Scritto, diretto e montato da Haigh, fa professione di naturalismo e minimalismo, mentre rifugge con placida determinazione la militanza LGBT, ovvero l’etichetta di gay film a uso e consumo di un pubblico gay: coming out e rimming, accettazione e esibizione dell’identità sessuale sono della partita, ma non sono la partita, e se Russell incontrasse Linda anziché Glen forse di Weekend si parlerebbe di meno, ma ne diremmo le stesse, e positive, cose.
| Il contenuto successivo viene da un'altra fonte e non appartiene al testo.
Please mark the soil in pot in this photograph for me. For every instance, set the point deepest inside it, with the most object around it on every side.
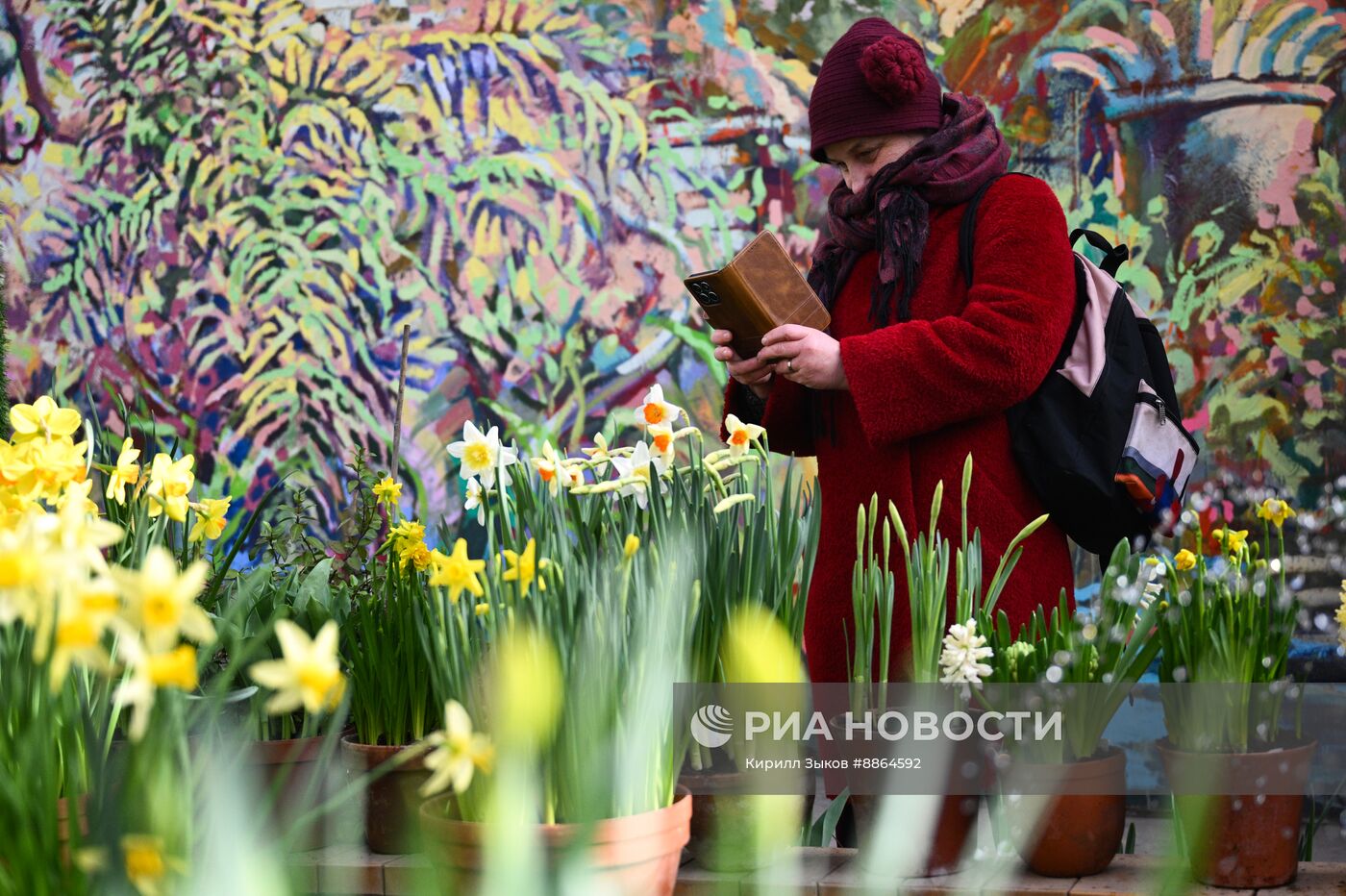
(293, 765)
(1242, 839)
(390, 799)
(633, 856)
(1069, 819)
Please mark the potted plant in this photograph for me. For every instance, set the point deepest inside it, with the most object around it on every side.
(381, 572)
(945, 649)
(561, 645)
(1225, 634)
(1066, 805)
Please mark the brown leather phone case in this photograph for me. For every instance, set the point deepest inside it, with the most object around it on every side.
(757, 292)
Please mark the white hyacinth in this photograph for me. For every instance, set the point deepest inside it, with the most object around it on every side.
(1153, 576)
(964, 650)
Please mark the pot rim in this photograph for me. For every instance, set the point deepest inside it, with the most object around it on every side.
(648, 824)
(374, 755)
(1164, 745)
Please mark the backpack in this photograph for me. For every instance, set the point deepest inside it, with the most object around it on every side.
(1101, 441)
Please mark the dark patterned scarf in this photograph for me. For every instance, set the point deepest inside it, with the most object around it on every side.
(892, 212)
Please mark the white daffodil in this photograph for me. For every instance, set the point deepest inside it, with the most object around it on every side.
(482, 454)
(458, 752)
(162, 603)
(740, 435)
(598, 454)
(474, 499)
(636, 471)
(655, 411)
(309, 674)
(662, 443)
(1154, 579)
(964, 650)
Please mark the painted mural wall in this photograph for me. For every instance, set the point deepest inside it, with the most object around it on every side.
(222, 212)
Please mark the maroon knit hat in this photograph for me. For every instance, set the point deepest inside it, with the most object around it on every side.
(874, 81)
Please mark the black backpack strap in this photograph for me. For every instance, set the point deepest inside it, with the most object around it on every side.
(1112, 256)
(969, 224)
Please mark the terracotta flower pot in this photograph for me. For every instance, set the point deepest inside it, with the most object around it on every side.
(635, 855)
(724, 819)
(392, 799)
(295, 764)
(1249, 839)
(1070, 817)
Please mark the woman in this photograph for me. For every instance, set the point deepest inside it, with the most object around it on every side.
(917, 369)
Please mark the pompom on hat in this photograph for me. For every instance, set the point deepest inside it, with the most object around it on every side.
(874, 81)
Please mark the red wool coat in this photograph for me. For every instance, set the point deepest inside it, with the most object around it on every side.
(926, 391)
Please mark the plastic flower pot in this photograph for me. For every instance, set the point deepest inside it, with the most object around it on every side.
(390, 799)
(1069, 818)
(293, 764)
(635, 855)
(1249, 839)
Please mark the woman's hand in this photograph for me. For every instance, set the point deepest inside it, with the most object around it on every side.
(805, 356)
(753, 373)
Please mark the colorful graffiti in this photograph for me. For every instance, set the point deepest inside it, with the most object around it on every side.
(226, 212)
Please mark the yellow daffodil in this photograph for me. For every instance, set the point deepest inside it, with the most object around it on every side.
(414, 553)
(23, 571)
(1275, 510)
(1341, 616)
(127, 472)
(77, 492)
(211, 518)
(598, 454)
(524, 568)
(474, 501)
(43, 418)
(572, 472)
(458, 752)
(482, 454)
(740, 435)
(15, 464)
(1232, 539)
(548, 468)
(309, 674)
(147, 864)
(170, 481)
(162, 602)
(407, 531)
(656, 411)
(457, 572)
(174, 667)
(387, 491)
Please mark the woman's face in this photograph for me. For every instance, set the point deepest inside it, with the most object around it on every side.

Non è un film inedito, tutt’altro (Godard, Lelouch, Free Cinema, cinéma-vérité, chi più ne ha...), e gridare al miracolo, questo sì, suonerebbe come militanza extra-cinematografica, ma Weekend delinea già con chiarezza quel che 45 anni porterà a compimento: la regia di Haigh ha un respiro umano, ovvero alza e abbassa la camera come il petto dei suoi ottimi attori, seguendone gli umori, le risa, le droghe, il sesso (esplicito) e il sentimento (palese), l’inizio e la fine.
Nulla di straordinario, prendersi e lasciarsi, prendere o lasciare: così è la vita, così il cinema, s’intende, migliore.